Go to a village if you can. Bring the yaqona. Clap three times. And stay longer than you planned to.
Frequently Asked Questions
What is kava and is it safe to drink?
Kava (yaqona) is made from the dried, powdered root of Piper methysticum, mixed with water and drunk communally. Its active compounds, kavalactones, produce mild relaxation, reduced anxiety, and a pleasant numbness in the lips and tongue. It is not alcoholic and does not impair judgement at normal social quantities. For healthy adults, occasional social drinking is considered safe. People with liver conditions, those on sedative medications or benzodiazepines, and pregnant women should avoid it. Do not combine kava with alcohol.
Where is the best place to buy yaqona for a village visit?
Nadi Municipal Market and Suva Municipal Market are both excellent sources. Ask for a bundle of waka — dried kava root — and explain that it is for a sevusevu village visit. Vendors know exactly what is needed. Expect to pay between FJD $20 and $50 for an appropriate bundle. Do not substitute powdered kava for the root bundle when buying a sevusevu gift — the form of the gift matters as much as the gift itself.
Can visitors go to kava bars in Nadi?
Yes, though with realistic expectations. Kava bars in Nadi are community spaces, not tourist venues. Visitors who approach respectfully — waiting to be acknowledged, contributing kava or a small amount of money to the session, and following the lead of the group — are generally welcomed. A local guesthouse or guide can point you toward the most visitor-friendly spots. Go to participate, not to observe.
How much kava is too much for a first-time visitor?

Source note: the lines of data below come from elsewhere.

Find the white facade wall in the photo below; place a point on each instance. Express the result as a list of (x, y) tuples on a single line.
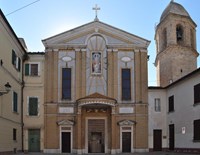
[(157, 120), (184, 112)]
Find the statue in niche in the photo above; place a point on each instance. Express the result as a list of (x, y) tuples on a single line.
[(96, 63)]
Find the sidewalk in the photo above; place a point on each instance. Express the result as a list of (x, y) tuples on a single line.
[(147, 153)]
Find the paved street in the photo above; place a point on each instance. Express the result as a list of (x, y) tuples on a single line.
[(149, 153)]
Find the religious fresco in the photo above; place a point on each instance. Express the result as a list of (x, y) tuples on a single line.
[(96, 62)]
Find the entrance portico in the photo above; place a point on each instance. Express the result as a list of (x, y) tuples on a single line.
[(95, 114)]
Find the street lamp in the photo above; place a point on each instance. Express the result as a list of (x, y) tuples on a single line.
[(7, 89)]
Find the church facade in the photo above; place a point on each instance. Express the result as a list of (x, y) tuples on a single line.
[(88, 93), (95, 91)]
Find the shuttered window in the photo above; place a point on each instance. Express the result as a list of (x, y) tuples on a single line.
[(157, 105), (66, 83), (197, 130), (16, 61), (31, 70), (197, 93), (126, 84), (15, 100), (14, 134), (171, 103), (33, 106), (14, 57)]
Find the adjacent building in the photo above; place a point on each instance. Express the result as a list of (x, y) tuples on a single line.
[(12, 55), (33, 107), (174, 106)]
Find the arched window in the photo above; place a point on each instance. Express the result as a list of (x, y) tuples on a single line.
[(164, 38), (192, 38), (179, 33)]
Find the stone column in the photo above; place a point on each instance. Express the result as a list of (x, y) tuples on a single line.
[(113, 131), (79, 140)]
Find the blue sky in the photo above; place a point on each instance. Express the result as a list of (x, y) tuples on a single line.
[(45, 18)]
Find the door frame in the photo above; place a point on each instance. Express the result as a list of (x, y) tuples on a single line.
[(39, 139), (105, 137), (66, 128), (126, 128), (154, 139), (171, 137)]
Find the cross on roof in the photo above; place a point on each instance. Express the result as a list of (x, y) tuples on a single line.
[(96, 8)]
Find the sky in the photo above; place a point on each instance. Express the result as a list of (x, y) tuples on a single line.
[(35, 20)]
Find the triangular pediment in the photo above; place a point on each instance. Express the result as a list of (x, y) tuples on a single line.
[(126, 122), (96, 98), (79, 36), (65, 122)]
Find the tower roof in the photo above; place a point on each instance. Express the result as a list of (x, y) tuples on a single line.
[(174, 8)]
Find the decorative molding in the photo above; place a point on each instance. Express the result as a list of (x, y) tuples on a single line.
[(65, 122), (126, 122)]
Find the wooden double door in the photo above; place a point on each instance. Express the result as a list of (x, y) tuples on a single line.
[(34, 140), (66, 142), (96, 136), (157, 140), (126, 142)]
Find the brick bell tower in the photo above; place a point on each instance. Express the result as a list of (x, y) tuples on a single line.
[(176, 45)]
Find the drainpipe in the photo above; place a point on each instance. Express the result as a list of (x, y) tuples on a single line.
[(25, 57)]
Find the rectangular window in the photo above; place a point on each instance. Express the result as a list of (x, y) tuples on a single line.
[(33, 106), (197, 130), (14, 134), (171, 103), (66, 83), (157, 105), (16, 61), (197, 93), (15, 100), (126, 84), (14, 57), (31, 70)]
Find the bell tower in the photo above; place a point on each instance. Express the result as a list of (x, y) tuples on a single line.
[(176, 45)]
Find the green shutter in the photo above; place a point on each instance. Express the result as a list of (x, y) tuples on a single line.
[(15, 98), (33, 106), (26, 69), (19, 64), (13, 57)]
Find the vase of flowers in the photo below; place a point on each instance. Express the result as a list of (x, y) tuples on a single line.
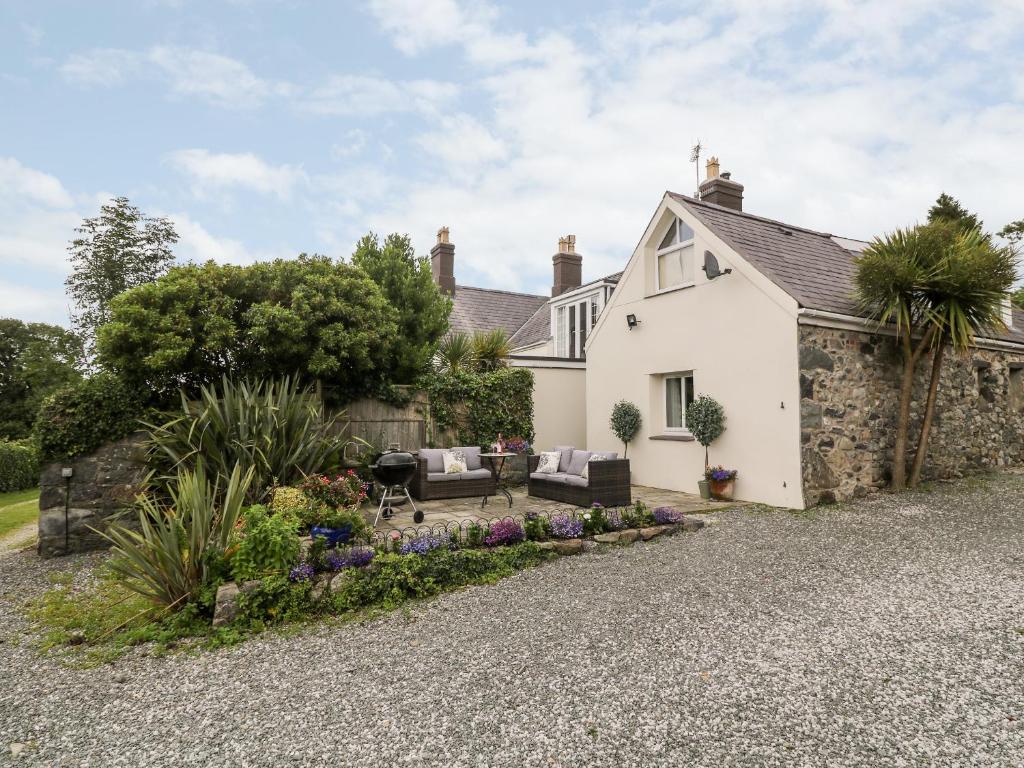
[(721, 482)]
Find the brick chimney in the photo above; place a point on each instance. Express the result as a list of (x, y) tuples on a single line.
[(568, 266), (720, 188), (442, 262)]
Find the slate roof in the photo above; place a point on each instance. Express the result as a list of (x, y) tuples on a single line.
[(476, 309), (538, 329), (815, 268)]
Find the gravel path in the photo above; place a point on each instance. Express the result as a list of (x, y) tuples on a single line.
[(884, 633)]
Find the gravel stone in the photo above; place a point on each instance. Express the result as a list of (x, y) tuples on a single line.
[(887, 632)]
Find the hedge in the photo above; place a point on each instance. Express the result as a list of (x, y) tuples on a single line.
[(81, 417), (478, 406), (18, 466)]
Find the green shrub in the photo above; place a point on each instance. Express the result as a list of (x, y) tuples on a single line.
[(83, 416), (274, 428), (478, 406), (625, 423), (18, 465), (179, 548), (269, 545)]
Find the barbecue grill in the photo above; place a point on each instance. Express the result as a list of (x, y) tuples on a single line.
[(393, 471)]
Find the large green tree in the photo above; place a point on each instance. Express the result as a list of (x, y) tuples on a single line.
[(115, 251), (309, 316), (35, 359), (409, 285)]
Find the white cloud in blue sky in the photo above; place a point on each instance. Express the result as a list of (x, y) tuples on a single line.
[(267, 128)]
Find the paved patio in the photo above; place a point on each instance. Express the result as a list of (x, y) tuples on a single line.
[(439, 511)]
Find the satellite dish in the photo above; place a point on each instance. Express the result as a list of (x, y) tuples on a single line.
[(711, 267)]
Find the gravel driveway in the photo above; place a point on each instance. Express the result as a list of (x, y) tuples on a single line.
[(883, 633)]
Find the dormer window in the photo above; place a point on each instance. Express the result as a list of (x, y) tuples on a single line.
[(675, 257)]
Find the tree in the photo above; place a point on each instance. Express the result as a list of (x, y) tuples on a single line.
[(706, 420), (491, 348), (888, 280), (309, 316), (35, 360), (119, 249), (409, 285), (949, 209), (625, 423), (964, 296)]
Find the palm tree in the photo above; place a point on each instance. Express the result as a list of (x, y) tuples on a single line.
[(456, 352), (890, 273), (491, 349), (964, 296)]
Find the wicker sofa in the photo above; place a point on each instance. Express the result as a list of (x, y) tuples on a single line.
[(430, 480), (608, 480)]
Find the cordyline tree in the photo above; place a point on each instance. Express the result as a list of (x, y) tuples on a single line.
[(118, 250), (937, 285)]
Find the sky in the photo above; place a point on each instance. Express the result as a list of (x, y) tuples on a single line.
[(266, 128)]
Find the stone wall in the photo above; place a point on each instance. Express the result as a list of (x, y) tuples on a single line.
[(849, 384), (101, 483)]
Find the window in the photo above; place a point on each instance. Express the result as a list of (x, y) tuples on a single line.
[(675, 257), (573, 323), (678, 394)]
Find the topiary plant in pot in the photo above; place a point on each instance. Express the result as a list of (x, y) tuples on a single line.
[(706, 420), (625, 423)]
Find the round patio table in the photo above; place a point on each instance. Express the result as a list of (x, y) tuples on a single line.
[(497, 462)]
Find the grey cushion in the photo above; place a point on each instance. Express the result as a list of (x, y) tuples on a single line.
[(472, 456), (580, 459), (472, 474), (546, 477), (563, 462), (434, 461)]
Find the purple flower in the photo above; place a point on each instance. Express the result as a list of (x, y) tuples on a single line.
[(566, 526), (667, 515), (421, 545), (302, 572), (505, 531)]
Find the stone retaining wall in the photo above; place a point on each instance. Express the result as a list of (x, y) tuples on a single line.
[(849, 386), (101, 484)]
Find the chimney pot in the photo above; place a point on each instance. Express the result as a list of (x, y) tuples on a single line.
[(442, 262), (567, 266), (721, 189)]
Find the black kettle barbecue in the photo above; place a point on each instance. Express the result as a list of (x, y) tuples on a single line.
[(393, 471)]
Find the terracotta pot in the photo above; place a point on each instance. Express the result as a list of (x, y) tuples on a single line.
[(722, 489)]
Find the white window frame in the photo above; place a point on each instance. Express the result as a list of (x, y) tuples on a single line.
[(680, 247), (682, 376)]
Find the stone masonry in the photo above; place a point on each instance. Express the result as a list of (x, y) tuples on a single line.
[(849, 388), (102, 483)]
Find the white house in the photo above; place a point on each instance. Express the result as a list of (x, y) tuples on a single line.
[(772, 334)]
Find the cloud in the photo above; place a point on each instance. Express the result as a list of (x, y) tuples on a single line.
[(213, 78), (360, 95), (844, 118), (245, 171)]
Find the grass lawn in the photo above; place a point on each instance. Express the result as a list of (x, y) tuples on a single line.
[(17, 508)]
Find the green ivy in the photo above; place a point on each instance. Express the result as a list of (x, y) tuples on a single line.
[(18, 465), (478, 406), (83, 416)]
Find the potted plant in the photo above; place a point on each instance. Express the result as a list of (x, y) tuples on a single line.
[(625, 423), (706, 420), (338, 499), (721, 481)]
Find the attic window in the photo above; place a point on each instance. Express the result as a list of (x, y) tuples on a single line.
[(675, 257)]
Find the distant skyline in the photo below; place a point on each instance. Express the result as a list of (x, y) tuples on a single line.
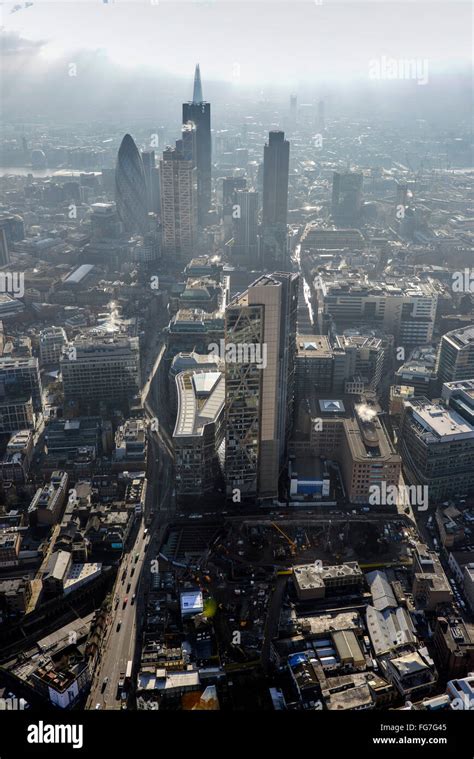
[(142, 63), (245, 42)]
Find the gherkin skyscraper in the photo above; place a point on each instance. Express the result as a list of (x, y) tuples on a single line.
[(130, 188)]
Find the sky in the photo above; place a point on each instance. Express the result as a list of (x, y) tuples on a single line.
[(250, 43)]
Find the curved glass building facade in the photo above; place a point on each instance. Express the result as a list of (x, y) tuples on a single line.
[(130, 188)]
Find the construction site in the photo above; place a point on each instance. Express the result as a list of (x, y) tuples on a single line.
[(373, 542)]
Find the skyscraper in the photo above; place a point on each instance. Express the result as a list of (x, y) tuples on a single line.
[(151, 180), (229, 187), (260, 324), (456, 355), (346, 197), (178, 204), (199, 113), (276, 157), (130, 188), (245, 227)]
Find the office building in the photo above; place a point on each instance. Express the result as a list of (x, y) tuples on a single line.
[(199, 432), (179, 205), (198, 112), (405, 309), (4, 247), (230, 185), (456, 355), (347, 364), (276, 160), (437, 444), (130, 188), (105, 223), (453, 644), (101, 369), (48, 501), (313, 582), (51, 343), (151, 181), (261, 336), (314, 366), (346, 197), (430, 585), (16, 414), (244, 250), (347, 429), (20, 377)]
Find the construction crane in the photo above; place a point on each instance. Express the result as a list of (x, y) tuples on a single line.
[(291, 542)]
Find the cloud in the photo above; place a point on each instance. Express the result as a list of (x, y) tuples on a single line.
[(11, 43)]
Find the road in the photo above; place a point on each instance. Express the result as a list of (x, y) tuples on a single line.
[(123, 640), (119, 646)]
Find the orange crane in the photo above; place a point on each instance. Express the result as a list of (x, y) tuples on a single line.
[(292, 543)]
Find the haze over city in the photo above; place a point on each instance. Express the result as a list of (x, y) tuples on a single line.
[(236, 375)]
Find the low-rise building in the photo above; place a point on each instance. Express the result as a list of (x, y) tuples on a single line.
[(15, 594), (430, 584), (313, 581), (48, 501)]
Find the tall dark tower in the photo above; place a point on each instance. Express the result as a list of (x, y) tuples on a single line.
[(130, 188), (198, 112), (276, 159)]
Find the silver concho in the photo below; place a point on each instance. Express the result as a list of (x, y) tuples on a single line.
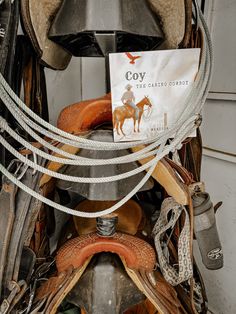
[(215, 254)]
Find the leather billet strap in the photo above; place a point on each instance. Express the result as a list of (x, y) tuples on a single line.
[(174, 277), (23, 204), (7, 214)]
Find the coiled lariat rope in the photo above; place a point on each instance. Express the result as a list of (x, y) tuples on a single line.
[(156, 147)]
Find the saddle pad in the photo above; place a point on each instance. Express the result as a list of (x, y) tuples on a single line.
[(37, 17), (129, 216), (137, 253)]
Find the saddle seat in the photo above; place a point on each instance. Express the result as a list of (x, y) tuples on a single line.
[(138, 254)]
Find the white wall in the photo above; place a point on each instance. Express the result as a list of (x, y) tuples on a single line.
[(219, 168)]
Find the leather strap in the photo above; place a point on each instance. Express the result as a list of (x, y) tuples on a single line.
[(7, 213), (185, 272)]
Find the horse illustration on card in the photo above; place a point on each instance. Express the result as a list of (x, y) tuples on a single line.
[(165, 76), (129, 110)]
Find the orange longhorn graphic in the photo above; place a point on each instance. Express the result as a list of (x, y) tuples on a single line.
[(132, 58)]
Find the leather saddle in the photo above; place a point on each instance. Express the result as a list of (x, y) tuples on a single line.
[(84, 255), (138, 259)]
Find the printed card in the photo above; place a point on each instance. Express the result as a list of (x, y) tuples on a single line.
[(148, 90)]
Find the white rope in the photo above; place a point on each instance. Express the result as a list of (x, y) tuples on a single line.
[(193, 100)]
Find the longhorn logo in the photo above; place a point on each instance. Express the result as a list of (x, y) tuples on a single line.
[(132, 58)]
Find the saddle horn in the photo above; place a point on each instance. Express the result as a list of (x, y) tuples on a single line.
[(93, 28)]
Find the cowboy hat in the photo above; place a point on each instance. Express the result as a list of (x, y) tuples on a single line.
[(37, 17)]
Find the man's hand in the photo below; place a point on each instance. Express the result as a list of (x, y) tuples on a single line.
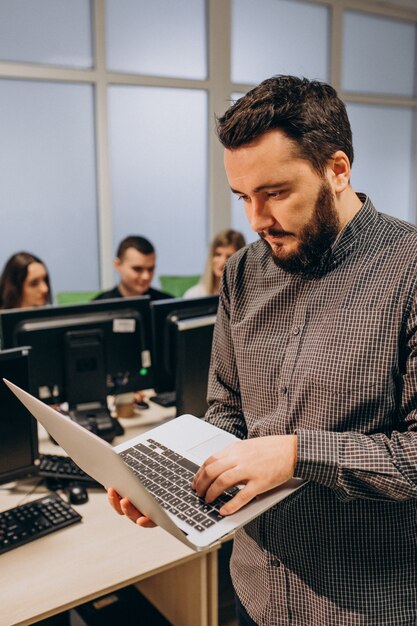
[(123, 506), (259, 464)]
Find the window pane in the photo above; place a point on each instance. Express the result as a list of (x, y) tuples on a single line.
[(379, 55), (161, 37), (384, 140), (158, 158), (48, 191), (278, 37), (51, 32)]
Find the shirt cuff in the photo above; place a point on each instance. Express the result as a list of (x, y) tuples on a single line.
[(318, 456)]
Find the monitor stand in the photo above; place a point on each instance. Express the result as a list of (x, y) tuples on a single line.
[(85, 383)]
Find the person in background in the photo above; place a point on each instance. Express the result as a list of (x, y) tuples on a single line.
[(24, 282), (223, 246), (314, 367), (135, 263)]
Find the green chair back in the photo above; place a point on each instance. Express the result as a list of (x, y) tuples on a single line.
[(177, 285), (75, 297)]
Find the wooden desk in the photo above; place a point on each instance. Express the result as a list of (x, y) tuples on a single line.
[(104, 553)]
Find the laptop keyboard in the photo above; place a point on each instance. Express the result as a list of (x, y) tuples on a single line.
[(168, 477)]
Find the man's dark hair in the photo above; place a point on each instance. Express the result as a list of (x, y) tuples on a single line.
[(140, 244), (307, 111)]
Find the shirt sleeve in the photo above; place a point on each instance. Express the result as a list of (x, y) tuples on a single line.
[(374, 466), (223, 395)]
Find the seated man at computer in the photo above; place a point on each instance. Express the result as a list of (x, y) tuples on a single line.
[(135, 262)]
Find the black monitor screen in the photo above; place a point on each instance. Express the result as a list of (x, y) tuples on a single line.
[(83, 351), (193, 353), (18, 433), (165, 315)]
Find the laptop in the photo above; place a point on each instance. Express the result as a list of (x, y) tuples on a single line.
[(155, 469)]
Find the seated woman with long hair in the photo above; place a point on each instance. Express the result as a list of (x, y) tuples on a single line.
[(24, 282), (226, 243)]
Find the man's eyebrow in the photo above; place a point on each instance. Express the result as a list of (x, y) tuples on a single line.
[(261, 188)]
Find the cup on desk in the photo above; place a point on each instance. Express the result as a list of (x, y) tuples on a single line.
[(124, 403)]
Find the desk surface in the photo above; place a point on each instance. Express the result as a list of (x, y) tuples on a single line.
[(102, 553)]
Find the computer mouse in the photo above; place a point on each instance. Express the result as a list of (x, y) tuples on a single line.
[(77, 493)]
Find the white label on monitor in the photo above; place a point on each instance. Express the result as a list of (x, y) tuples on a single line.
[(146, 358), (124, 325)]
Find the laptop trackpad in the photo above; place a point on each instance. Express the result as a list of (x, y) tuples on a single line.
[(209, 447)]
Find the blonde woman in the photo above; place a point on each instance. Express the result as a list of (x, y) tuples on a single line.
[(223, 246)]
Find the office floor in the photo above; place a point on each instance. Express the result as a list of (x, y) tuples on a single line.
[(226, 604)]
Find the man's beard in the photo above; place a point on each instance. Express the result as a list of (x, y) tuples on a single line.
[(314, 239)]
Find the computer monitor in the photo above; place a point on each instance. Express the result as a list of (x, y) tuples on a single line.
[(83, 352), (18, 432), (194, 337), (168, 342)]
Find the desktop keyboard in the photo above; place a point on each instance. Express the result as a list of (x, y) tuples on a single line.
[(35, 519), (63, 468), (165, 398)]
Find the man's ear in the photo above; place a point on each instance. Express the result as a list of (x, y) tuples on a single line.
[(339, 171)]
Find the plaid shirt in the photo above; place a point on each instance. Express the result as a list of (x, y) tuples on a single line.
[(332, 356)]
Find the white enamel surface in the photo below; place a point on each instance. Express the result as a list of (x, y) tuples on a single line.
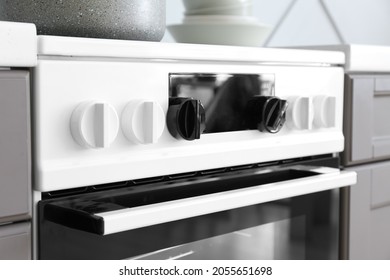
[(61, 85), (325, 111), (301, 112), (18, 44), (132, 218)]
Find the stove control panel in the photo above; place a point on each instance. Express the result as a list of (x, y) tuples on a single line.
[(106, 121), (94, 124)]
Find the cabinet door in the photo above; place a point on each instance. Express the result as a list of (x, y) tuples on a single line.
[(366, 118), (15, 241), (15, 155), (370, 213)]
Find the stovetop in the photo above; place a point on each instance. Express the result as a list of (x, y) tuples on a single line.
[(21, 47), (361, 58)]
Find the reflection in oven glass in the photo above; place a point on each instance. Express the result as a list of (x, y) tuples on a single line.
[(269, 241)]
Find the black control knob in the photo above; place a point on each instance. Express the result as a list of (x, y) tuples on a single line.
[(186, 118), (266, 113)]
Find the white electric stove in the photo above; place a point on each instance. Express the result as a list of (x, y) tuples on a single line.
[(130, 136)]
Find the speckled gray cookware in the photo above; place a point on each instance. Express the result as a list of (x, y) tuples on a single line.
[(114, 19)]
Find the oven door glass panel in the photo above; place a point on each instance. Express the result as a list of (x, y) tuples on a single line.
[(304, 227), (304, 218), (272, 241)]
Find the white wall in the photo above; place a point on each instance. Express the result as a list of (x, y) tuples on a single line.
[(314, 22)]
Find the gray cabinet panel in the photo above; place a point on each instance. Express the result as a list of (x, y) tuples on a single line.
[(366, 121), (360, 216), (370, 213), (15, 241), (380, 189), (362, 119), (15, 158)]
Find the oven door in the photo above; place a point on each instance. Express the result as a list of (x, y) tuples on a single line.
[(263, 213)]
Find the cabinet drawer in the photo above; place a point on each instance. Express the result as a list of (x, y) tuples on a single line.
[(366, 118), (15, 142), (15, 241)]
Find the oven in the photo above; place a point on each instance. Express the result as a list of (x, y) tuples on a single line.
[(156, 151), (261, 211)]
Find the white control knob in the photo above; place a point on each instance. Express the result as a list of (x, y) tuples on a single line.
[(143, 121), (301, 113), (94, 124), (325, 111)]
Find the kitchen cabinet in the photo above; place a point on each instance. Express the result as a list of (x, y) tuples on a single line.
[(367, 151), (370, 212), (15, 165), (15, 241), (366, 119)]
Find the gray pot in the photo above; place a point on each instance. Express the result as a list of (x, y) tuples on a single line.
[(113, 19)]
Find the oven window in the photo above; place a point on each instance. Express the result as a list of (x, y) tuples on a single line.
[(272, 241)]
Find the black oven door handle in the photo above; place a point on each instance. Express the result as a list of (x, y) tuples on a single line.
[(108, 218)]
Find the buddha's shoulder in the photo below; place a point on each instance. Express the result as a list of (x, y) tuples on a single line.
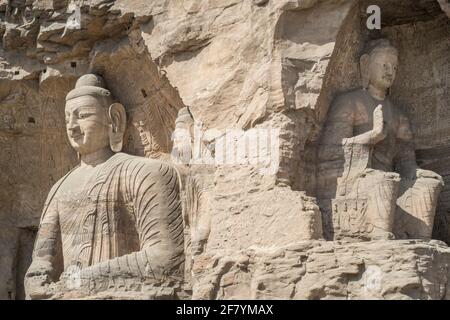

Two to four bilos over an hour is a comfortable amount to experience the effects without overdoing it. Beyond that, particularly if the bowl is strong, sedation builds noticeably. Regular Fijian kava drinkers may consume significantly more over a long evening, but their tolerance is built over time. For a first experience, moderate participation is sensible — you will get a genuine sense of what kava does without spending the next morning more exhausted than the experience warranted.